Fear of government – Part Two.

Last week I wrote of my encounters with municipal garbage trucks spewing garbage, and city bus drivers doing rolling stops into the cross walk, one hand with cigarette, one hand with cell phone — as a reflection of the old Roman worry “Who will police the police?”

In a world of government employees there is no real redress of grievances, but real difficulty of accountability (what government employee fines the government-employed bus driver for violating state law concerning driving while on a cell phone?). My latest example was Thursday afternoon.

As I drove out of a parking lot of the San Jose airport, of the six exit pay stations, only one was open. But at the window, a city tractor and a city pick-up were parked and idled blocking the exit. The drivers were both out and talking to the parking attendant about their “lost” ticket. After watching them all nonchalantly talk — joined by the other parking attendant with his booth closed on “break” — I got out and asked the four ‘what’s up’?

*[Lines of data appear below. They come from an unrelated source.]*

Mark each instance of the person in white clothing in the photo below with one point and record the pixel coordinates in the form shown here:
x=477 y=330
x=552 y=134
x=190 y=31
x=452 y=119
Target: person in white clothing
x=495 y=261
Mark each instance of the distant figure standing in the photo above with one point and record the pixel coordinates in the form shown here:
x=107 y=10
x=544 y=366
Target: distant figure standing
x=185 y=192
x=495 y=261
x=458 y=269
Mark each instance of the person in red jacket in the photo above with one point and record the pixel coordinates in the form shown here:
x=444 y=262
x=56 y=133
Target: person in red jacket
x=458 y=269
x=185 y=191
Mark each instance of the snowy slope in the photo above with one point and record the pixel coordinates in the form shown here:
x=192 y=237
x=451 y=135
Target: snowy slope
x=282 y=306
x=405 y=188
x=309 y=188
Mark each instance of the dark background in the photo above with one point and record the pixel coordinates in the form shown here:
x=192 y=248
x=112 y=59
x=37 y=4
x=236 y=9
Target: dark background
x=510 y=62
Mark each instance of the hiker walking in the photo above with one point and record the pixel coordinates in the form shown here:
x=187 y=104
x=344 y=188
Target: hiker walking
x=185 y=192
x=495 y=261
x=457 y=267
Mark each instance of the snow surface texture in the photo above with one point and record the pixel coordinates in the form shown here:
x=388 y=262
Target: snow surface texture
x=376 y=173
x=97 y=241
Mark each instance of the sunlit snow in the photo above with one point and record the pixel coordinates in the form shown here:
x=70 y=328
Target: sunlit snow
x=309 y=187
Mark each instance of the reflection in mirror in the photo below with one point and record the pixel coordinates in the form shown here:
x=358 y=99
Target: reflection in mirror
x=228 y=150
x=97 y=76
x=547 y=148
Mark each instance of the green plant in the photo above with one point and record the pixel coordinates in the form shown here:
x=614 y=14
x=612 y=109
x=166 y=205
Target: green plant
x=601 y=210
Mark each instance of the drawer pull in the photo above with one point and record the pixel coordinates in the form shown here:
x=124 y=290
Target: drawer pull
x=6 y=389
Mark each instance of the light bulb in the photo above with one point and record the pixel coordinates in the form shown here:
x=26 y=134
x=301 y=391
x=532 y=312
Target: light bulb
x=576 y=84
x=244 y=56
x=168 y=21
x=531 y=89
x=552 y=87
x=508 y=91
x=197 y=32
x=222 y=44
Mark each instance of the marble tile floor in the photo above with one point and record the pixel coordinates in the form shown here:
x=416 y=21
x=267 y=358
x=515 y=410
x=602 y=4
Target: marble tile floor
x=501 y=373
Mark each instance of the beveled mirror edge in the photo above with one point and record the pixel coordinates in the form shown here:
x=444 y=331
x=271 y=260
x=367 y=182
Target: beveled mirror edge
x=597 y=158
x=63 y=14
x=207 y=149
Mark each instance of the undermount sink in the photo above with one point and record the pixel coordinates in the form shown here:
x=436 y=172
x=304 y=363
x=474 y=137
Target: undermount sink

You know what followed — abuse, yelling, ‘how dare you question us!’, etc. A number of backed-up drivers like me now got out and were yelling back, and finally the city employees moved through and unblocked the exit while the idle attendant ran back to open a second station to handle the irate idling cars. Total elapsed time? 24 minutes of waiting. Imagine four employees blocking the only way out the San Jose parking lot, while cars line up, their drivers watching the four josh around and apparently laugh at the fee-paying customers.

I had nightmares that this is what the new 40% government GDP USA will look like by 2012 — $20 trillion now in aggregate debt to ensure a nation of city-employees lounging around the toll booth, while cars line up and drivers cool their heels. No success, no failure, no stress, no calm — just endless existence.